Sometimes you may have the best cards, but the game gets you to fold.
The other player acts all confident, you feel that his cards are better than yours. He is bluffing and is more skilled in it than you. You fold. You convince yourself that if he looks so confident he must be winning! That’s how the game is played, it’s about winning not just holding the better cards.
Well the same happens in investing. You know what you own and you feel positive about the long term potential of your holdings. You feel good about yourself. Then out of nowhere the market starts to crash.
The drop in prices affects sentiment and people start to get scared. The negative environment gets to you and you start to have second thoughts.
You believe them and you are faked out. You don’t have the required mental fortitude and you sell. The market is dropping - you MUST be wrong.
The market is trying to bully you and make you sell your holdings on the cheap.
But it doesn’t have to be this way. In both instances explained above, the poker game where you fold and in investing where you dump your shares in the crash. The game wasn’t over. You could’ve still won.
For example in poker - the cards that you hold, the cards on the table, and the cards that you think your opponents hold all together equal to the possible expected scenaria.
It’s the same in investing. The future of the business (i.e value), and the stock market value of the company (i.e. price) give you the expected return for that investment. Both price and value fluctuate, and you have to assess the changing expected returns when they do.

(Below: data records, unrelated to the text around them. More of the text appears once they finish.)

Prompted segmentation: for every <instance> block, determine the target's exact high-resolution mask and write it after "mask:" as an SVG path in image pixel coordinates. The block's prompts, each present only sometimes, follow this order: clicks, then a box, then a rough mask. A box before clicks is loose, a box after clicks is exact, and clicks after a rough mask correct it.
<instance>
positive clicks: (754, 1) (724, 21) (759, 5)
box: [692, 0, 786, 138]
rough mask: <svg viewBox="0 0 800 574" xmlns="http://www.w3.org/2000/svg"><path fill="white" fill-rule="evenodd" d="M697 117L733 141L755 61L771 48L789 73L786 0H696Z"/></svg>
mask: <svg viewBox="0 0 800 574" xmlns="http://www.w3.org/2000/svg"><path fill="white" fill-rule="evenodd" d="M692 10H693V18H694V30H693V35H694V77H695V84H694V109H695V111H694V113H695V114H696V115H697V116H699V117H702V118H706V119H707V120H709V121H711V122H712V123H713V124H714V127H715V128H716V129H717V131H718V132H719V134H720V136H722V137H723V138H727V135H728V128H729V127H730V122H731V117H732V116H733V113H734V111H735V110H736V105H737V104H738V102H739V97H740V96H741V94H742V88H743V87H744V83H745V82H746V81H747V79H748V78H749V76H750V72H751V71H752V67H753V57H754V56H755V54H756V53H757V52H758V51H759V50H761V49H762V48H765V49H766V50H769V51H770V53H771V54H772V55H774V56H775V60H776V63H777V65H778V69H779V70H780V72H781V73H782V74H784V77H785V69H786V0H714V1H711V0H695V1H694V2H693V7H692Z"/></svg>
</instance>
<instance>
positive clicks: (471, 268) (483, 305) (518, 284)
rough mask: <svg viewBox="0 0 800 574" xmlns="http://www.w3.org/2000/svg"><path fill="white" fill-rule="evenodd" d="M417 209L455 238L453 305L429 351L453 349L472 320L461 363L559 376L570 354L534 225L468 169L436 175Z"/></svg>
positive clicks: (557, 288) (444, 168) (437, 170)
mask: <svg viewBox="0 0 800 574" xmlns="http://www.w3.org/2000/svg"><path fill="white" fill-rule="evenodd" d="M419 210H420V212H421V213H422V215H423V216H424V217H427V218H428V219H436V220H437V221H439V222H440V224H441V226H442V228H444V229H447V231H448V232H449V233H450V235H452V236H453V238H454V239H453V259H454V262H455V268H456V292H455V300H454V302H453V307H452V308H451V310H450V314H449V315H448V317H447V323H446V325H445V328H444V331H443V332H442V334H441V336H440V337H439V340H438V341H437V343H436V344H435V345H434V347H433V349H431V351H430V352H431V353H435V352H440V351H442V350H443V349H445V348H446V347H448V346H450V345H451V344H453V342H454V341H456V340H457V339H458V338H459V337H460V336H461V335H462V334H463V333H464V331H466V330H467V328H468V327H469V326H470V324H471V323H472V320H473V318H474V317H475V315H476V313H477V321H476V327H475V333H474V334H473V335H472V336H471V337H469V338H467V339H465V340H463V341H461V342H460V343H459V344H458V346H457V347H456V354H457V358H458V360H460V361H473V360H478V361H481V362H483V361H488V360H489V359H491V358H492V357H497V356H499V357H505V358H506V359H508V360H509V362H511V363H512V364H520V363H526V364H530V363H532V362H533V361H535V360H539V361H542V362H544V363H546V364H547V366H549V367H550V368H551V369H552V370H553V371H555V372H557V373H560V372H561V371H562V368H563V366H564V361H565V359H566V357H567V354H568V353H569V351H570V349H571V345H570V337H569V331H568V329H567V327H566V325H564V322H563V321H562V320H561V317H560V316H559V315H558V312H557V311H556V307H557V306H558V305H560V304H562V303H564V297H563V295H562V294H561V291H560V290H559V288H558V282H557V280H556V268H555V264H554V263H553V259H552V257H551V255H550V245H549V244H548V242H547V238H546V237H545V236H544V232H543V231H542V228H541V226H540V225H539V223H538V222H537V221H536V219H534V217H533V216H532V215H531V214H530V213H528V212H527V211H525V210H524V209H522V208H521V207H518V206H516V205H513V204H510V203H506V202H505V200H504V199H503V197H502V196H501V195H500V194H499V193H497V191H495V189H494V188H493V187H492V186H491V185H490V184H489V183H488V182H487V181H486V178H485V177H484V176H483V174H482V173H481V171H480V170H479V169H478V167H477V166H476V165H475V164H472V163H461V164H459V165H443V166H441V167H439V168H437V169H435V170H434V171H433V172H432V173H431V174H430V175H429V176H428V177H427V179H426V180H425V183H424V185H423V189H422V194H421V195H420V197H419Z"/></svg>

If the value of a business has been materially impaired, then it may be time to sell your stock and move on to to the next opportunity. On the flip side, there are times when prices crash but long-term value is not materially impaired.
That’s the time to call the market’s bluff and go all in by buying the shares that your competition is dumping on the market.
In a poker game, all in means you bet all your chips. In investing, depending on your strategy, that means putting a big part of your assets on one bet. Say 30% of your capital.
To play games well you have to know the rules, you have to have a solid strategy and you have to execute that strategy through trying times to come out ahead.
In poker my favourite strategy is tight-aggressive. In investing it’s to aggressively buy good companies when they are selling at a sufficient discount to value.
Besides having a solid strategy, you have to be experienced enough to tweak your strategy as the times and the environment changes. That’s what makes a good player.
When someone is trying to bluff you and make you fold your cards so he can get your money. What should you do?
You gather information from the poker table to pick your next move. What kind of players am I playing against and what do they seem to be up to?
You can prepare and lay out a game plan for what you will do in each scenario.
The bluff in investing is when a stock sells off for unreasonable reasons, resulting in a price lower than value. This could be due to general stock market specific reasons or company-specific reasons. You start to second guess yourself. Maybe I was wrong, you ponder.
Everyone is selling, I am getting ruined by the day. The crowd together with the media jumps in to kill your psychology. This might happen the other might happen. The price of the stock affects your narrative for the company. And when that happens things get crazy.
The thing is, you have to know what you own, just like poker where you have to know what cards you are holding. If you know what you own, you are free to change your own mind.
When you are a weak hand, you fold from peer pressure and lack of confidence.
Investing is not easy.
“It’s not the research that makes the money, it’s what you do with it.”
-Philoinvestor
“I've always said, the key organ here isn't the brain, it's the stomach.”
-Peter Lynch
“I think you’re trying to bully me, and a bully is devastated when you stand up to him.”